Enfin, afin de répondre aux besoins des ménages que la nouvelle industrie et le marché ne parvenaient toujours pas à loger convenablement, le gouvernement fédéral a, tel que le réclamaient de nombreux groupes de la société civile, créé les premiers programmes de logements sociaux. Il faudra attendre la fin des années 1940 pour que soient lancés les premiers chantiers, et le début des années 1960 pour que ceux-ci gagnent en importance. Conçus comme une mesure résiduelle destinée à compléter l'offre résidentielle privée plutôt qu'à lui faire concurrence[6], les logements sociaux présentaient une réponse tout à fait différente aux problèmes de l'époque. Sans abolir les revenus de la propriété (la rente), ils en éliminaient la portion lucrative et en limitaient considérablement l'exposition au marché et au capital. Ils constituaient en ce sens une forme de logement démarchandisé.

À des degrés divers, on retrouvait dans les premières formules de logements sociaux quatre caractéristiques qui participaient de leur relative démarchandisation. Premièrement, ils étaient soustraits au régime dominant de la propriété privée. Ils étaient soit de propriété publique, dans le cas des HLM (habitations à loyer modique), ou communautaire, dans les cas des coopératives et des OBNL (organismes à but non lucratif), et n'avaient pas de vocation lucrative. Ils n'étaient pas non plus destinés à la revente. Deuxièmement, les logements sociaux devaient respecter la capacité de payer des ménages qui devaient y habiter. Pour ce faire, les loyers d'une bonne partie d'entre eux étaient établis à 25 % des revenus des locataires. La référence pour fixer le coût mensuel de ces logements ne devait donc plus être les prix en vigueur dans le marché de la location privée, mais le niveau des salaires ou des revenus[7]. Troisièmement, pour qu'une telle méthode de calcul des loyers soit viable, il fallait également que ces derniers soient relativement indépendants des coûts d'exploitation de l'immeuble. C'est pourquoi, comme c'est le cas dans les HLM aujourd'hui, il était prévu que l'État subventionnerait les déficits d'exploitation des immeubles dans l'éventualité où les revenus générés par les loyers ne suffiraient pas en à couvrir tous les frais d'entretien et de gestion.

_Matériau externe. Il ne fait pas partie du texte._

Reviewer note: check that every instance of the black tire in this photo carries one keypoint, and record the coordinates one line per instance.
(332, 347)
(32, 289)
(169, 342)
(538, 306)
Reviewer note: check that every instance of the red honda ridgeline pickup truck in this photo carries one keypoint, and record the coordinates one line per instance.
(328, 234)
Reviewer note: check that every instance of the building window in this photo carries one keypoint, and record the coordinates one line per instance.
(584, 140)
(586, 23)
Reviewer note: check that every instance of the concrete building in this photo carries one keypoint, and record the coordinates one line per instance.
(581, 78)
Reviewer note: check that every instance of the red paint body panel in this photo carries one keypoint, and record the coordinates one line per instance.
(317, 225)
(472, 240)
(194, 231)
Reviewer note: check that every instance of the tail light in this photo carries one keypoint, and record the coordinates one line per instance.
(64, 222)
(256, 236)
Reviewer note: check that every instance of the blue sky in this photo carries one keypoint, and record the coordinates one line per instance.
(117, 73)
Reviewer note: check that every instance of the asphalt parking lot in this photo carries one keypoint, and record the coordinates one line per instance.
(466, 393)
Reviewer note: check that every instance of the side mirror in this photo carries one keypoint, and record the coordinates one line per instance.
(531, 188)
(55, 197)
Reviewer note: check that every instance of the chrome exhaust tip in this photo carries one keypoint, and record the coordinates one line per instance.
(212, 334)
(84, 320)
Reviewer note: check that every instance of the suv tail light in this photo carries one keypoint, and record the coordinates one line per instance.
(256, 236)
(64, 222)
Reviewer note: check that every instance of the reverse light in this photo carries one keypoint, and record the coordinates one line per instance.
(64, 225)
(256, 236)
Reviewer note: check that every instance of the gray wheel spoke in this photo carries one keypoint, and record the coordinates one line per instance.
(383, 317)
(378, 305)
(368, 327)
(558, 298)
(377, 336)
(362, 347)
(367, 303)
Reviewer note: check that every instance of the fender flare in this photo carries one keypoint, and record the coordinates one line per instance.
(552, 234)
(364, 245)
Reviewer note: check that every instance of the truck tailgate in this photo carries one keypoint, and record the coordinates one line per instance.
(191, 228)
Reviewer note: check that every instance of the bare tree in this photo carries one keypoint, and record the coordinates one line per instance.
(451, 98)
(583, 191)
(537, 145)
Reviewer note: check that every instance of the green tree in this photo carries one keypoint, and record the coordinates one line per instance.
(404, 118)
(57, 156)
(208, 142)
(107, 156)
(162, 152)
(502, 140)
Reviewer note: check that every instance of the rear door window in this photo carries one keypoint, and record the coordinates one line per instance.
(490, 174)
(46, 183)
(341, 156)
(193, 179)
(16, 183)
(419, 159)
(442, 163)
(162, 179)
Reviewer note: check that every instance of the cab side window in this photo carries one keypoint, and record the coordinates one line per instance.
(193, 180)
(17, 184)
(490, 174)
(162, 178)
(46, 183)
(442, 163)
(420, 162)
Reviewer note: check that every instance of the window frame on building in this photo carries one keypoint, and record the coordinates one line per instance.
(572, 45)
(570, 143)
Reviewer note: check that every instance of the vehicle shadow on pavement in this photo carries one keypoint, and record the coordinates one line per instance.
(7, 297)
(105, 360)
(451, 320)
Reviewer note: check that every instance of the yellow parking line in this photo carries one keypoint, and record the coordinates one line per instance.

Cette mesure avait ainsi pour effet de diminuer l'exposition du logement social à l'évolution des prix dans l'industrie de la construction et à celle des taux d'intérêt exigés par les banques. Quatrièmement, le logement social se caractérisait également par la place qu'il accordait à la participation des locataires dans la gestion de leur immeuble. Dans le cas des HLM, cette participation n'a été obtenue qu'en 2002, à la suite d'une mobilisation de longue haleine soutenue par la Fédération des locataires de HLM du Québec[8]. Il n'en demeure pas moins qu'elle est devenue avec le temps un critère distinctif du logement social qui se démarque aussi du logement marchandisé par le fait qu'il n'est pas entièrement soumis à l'autorité d'un propriétaire unique, qu'il soit privé, public ou sans but lucratif.

Le virage vers le logement abordable

La fin des programmes fédéraux de logement social alors que s'amorçait l'offensive néolibérale au milieu des années 1990 et, plus récemment en 2022, la fin de la seule initiative provinciale en la matière (Accès-logis) ont pavé la voie à leur remplacement par des mesures de soutien au développement du logement dit « abordable ». La principale caractéristique du logement abordable est de rompre avec le principe du loyer démarchandisé calculé en fonction du revenu des locataires. Il lui substitue, en la généralisant, une méthode qui était déjà appliquée à une partie des logements coopératifs et communautaires et qui consiste à établir le loyer en fonction des médianes de marché[9]. Selon celle-ci, un logement est abordable lorsque son prix mensuel de location est légèrement inférieur au loyer médian du secteur où il se trouve[10]. Les seuils d'abordabilité se définissent désormais exclusivement en fonction des prix de marché et du niveau général de la rente. Si les loyers de marché augmentent, comme ce fut le cas au cours des dernières années, les critères d'abordabilité s'ajusteront également à la hausse, indépendamment du revenu des locataires et de leur capacité de payer. En vertu de ce principe, la mesure de l'abordabilité sera également différente d'un secteur géographique à l'autre. Ainsi, dans ce type de logement, le marché devient la référence et en établit la principale condition d'accès, comme dans le reste du secteur de l'habitation.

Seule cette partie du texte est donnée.